17 Temmuz 2023 Pazartesi

ÖTV Zammı Sonrası Ben

15 Temmuz gecesi saatler 00.13'ü gösterdiğinde, her camiden toplu sela verilmeye başlayınca, yılda bir rutin uygulama olmasına rağmen bir an için ne oluyoruz, öldük de selamız mı veriliyor dedim. İçimi bir üzüntü kapladı. Ne de olsa ölümü hatırlattığı için selalarda hep bir hüzün vardır. 

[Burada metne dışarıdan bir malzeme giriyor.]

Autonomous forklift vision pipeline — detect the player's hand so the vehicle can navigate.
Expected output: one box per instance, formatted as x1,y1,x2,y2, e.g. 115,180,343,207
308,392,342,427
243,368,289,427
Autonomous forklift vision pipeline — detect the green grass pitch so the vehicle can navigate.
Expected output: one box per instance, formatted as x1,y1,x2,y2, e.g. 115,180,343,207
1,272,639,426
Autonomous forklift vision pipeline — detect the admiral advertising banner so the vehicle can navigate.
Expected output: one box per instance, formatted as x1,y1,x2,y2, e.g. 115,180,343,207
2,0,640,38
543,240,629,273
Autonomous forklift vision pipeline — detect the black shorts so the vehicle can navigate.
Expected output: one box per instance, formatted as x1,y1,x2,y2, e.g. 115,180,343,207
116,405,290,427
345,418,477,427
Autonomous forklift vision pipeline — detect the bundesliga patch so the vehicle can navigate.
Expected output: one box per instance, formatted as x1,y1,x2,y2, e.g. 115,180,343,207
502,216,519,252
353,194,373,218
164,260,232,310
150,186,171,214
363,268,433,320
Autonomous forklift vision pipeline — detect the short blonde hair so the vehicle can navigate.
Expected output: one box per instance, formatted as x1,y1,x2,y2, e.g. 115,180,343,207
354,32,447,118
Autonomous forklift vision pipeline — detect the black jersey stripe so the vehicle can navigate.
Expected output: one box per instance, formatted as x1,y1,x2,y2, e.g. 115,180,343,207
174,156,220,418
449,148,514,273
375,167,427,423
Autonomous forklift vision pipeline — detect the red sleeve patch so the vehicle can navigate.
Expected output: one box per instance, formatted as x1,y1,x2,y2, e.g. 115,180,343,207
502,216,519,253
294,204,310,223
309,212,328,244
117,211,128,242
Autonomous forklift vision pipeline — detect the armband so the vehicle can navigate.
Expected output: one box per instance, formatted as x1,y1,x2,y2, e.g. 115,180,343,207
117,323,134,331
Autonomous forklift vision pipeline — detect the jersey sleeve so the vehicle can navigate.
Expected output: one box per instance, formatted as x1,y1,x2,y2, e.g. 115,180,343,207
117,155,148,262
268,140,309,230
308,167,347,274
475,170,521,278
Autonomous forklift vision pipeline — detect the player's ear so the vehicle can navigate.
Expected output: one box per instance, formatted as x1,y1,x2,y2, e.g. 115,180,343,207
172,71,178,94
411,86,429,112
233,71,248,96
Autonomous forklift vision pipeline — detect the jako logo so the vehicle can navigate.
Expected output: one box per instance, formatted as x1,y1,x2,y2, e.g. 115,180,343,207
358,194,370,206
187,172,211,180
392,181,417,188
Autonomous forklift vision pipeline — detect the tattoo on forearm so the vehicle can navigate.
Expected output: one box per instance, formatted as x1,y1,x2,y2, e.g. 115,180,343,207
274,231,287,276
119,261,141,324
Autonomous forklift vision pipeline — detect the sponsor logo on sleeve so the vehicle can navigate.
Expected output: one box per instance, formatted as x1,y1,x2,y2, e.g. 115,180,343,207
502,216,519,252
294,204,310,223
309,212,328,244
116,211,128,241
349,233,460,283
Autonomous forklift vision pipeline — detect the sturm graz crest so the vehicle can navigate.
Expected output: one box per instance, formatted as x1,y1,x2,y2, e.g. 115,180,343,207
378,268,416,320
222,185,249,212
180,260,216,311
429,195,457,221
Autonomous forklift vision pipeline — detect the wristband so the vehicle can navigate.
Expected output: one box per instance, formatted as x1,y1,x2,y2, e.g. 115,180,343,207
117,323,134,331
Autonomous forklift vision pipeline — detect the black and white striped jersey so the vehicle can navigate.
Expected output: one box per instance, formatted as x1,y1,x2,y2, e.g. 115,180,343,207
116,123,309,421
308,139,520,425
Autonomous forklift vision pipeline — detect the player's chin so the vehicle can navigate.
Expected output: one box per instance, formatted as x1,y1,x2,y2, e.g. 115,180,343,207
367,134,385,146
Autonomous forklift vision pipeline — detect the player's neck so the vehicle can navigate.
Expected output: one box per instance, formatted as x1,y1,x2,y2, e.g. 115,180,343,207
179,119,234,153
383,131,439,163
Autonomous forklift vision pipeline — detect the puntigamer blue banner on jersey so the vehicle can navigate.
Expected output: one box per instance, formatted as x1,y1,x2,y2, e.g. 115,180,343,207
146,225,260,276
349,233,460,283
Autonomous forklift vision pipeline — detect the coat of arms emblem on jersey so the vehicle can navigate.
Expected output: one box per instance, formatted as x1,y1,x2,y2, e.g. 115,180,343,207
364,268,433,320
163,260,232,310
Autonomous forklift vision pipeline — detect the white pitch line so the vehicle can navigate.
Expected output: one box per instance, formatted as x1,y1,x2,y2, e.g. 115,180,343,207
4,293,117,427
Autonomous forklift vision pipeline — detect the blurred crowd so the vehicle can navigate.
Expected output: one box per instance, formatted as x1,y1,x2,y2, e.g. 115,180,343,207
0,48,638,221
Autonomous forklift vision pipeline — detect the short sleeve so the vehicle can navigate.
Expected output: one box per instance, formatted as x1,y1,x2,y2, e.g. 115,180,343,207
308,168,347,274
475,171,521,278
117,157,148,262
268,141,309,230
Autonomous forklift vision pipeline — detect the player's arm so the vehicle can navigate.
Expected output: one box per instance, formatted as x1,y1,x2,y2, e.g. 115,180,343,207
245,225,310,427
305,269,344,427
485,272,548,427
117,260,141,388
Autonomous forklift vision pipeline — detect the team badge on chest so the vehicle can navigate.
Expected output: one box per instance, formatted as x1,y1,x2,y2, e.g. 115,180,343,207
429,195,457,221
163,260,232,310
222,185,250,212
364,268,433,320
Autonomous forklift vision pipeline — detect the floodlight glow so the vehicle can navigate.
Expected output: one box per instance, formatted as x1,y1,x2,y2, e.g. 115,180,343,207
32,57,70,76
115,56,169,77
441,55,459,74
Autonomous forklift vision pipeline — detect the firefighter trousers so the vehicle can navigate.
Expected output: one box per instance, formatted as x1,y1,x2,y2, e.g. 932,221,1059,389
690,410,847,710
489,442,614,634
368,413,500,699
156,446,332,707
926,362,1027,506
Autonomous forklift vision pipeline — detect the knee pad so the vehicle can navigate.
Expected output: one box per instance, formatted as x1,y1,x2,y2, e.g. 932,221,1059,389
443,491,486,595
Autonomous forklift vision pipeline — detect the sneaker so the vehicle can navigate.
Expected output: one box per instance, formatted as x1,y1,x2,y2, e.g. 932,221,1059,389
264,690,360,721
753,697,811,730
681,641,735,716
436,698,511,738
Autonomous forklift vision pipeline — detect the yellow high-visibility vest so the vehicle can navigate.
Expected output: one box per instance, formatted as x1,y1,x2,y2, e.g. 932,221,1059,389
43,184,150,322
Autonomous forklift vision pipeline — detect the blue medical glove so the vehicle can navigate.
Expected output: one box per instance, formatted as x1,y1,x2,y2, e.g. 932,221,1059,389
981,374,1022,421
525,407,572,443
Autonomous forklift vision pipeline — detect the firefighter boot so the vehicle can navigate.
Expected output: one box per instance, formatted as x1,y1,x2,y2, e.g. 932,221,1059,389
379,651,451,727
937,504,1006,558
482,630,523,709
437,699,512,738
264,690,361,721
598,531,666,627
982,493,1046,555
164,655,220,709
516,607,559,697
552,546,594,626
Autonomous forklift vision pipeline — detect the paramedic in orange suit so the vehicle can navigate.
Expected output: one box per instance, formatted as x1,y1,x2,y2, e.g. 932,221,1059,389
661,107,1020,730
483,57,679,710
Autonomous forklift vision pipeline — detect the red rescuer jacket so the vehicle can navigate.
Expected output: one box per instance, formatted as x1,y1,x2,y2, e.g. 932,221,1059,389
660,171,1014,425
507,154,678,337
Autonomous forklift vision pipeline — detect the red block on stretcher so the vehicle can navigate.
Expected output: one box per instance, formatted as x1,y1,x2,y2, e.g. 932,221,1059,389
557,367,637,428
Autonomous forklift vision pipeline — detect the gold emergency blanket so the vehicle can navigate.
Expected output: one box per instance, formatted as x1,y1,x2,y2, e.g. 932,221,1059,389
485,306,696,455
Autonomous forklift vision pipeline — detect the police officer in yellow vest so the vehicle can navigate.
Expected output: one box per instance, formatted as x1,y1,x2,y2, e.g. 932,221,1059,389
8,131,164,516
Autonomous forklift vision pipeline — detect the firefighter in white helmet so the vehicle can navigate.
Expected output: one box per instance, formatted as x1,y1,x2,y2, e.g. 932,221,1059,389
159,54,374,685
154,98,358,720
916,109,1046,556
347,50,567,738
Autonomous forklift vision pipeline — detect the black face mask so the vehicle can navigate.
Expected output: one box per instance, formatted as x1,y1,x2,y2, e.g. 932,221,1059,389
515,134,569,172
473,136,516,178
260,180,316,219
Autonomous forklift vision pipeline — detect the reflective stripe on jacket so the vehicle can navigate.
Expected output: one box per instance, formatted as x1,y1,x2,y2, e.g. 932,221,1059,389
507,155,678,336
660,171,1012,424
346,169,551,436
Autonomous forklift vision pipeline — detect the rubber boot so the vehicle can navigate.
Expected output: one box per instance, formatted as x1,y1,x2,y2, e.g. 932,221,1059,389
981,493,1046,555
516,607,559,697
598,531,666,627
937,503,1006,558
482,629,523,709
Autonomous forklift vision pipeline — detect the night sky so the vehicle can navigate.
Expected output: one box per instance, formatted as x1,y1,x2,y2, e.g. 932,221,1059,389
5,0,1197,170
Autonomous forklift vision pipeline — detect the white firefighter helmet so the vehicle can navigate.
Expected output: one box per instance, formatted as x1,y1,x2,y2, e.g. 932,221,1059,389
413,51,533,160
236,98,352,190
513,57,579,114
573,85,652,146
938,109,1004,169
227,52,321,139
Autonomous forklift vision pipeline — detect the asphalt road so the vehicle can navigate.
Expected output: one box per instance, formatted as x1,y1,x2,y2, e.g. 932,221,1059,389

Sendelemeyi şimdi atlatırım derken Whatsappıma akaryakıt ÖTV zammı düştü. Bir düşüncedir kapladı içimi. Sen ne üzülürsün. Gören de hep arabaya biner sanır. Bırak hep binmek zorunda olanlar düşünsün desem de kendimi ikna edemedim. Tamam, arabayla pek işim olmaz. Ne kadar binmesem o kadar rahat ederim dedim ama gel sen bunu bana anlat. Çünkü arabaya binmesem de akaryakıta zam geldi mi iğneden ipliğe her şeye zam gelir. 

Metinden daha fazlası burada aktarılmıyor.